Ho scoperto di avere una profonda (e sino ad ora a me sconosciuta) passione per la cultura dei popoli asiatici.
Goduta a pieno l’esperienza nipponica dell’anno passato ho pensato di ripropormi un paese asiatico, la Mongolia, su consiglio del dott. Settimi. Data la mia scarsa conoscenza di questo paese e di quello che ne riguarda (qualche lettura su internet e la visione del film “Mongol” che consiglio!) la mia scelta si è basata sulla possibilità di partecipare ad un horseback camp. Non sapevo cosa mi avrebbe aspettato!
Devo ammettere che sono partita un po’ allo sbaraglio, non avendo potuto avere informazioni precise riguardo al camp e difficoltà di comunicazione con la famiglia ospitante. Tra parentesi la ragazza con cui mi sono scambiata un paio di mail prima della partenza e che avrebbe dovuto ospitarmi non è stata la stessa che mi ha accolto in aereoporto al mio arrivo, in quanto c’era stato un cambio “last minute” di famiglie.
Nonostante questo disguido iniziale il mio soggiorno in famiglia è stato breve ma intenso: in quei dieci giorni ho visto e vissuto cose impensabili e meravigliose, dalle folli corse per attraversare i viali super trafficati nonostante fossi sulle strisce pedonali col semaforo verde (e facendomi pure suonare dietro da “crazy mongolian drivers”!) alla visita dei templi e dei monumenti, dalla vita in campagna alle serate mondane.
Il tempo è trascorso in un lampo e in 10 giorni mi trovavo seduta in jeep con i miei futuri compagni di avventure Chiara, Danilo e Daniela (chiamati anche dagli organizzatori Danila o Danielo a seconda delle giornate) e il capo Lk,marito di Enhmaa,responsabili degli YE in Mongolia.

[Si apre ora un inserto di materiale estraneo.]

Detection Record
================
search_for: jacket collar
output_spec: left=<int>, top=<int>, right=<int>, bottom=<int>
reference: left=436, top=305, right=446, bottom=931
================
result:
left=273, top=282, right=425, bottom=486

Dopo più di 400 km e una folle deviazione di un paio d’ore per visitare un tempio sperduto tra le vallate (nostra culpa!) arriviamo alla base del camp. Da qui saremmo poi partiti per la nostra escursione a cavallo per sei giorni che ci ha permesso di vedere luoghi incontaminati,paesaggi stupendi e sconfinati.
L’esperienza è stata decisamente una “esperienza”: nessun comfort, compresi letto, doccia e wc,si beveva l’acqua dal ruscello, e si facevano circa 30-40 km al giorno in sella. si necessitano quindi capacità di adattamento notevoli, soprattutto per quanto riguarda la gastronomia: abbondanza di carne (capra,pecora,mucca), svariati derivati del latte come formaggi, dry yougurt e creme,e il fatidico Airik, latte di cavalla fermentato che ci veniva proposto a qualsiasi ora del giorno e della notte, usato perfino come punizione nei giochi di gruppo!
L’unica pecca a mio parere è il costo eccessivo del campo rispetto all’offerta.
Vivere, anche se per poco tempo, una vita nomade a contatto con famiglie locali, è stato qualcosa di fantastico.. visi,sguardi,persone, parole e sorrisi che mai riusciremo a dimenticare.
È facile amare ed apprezzare subito queste persone che riescono a cambiarti e a lasciarti un segno, ma solo una volta tornata alla quotidianità della vita riesci a realizzare appieno quello che veramente è stato.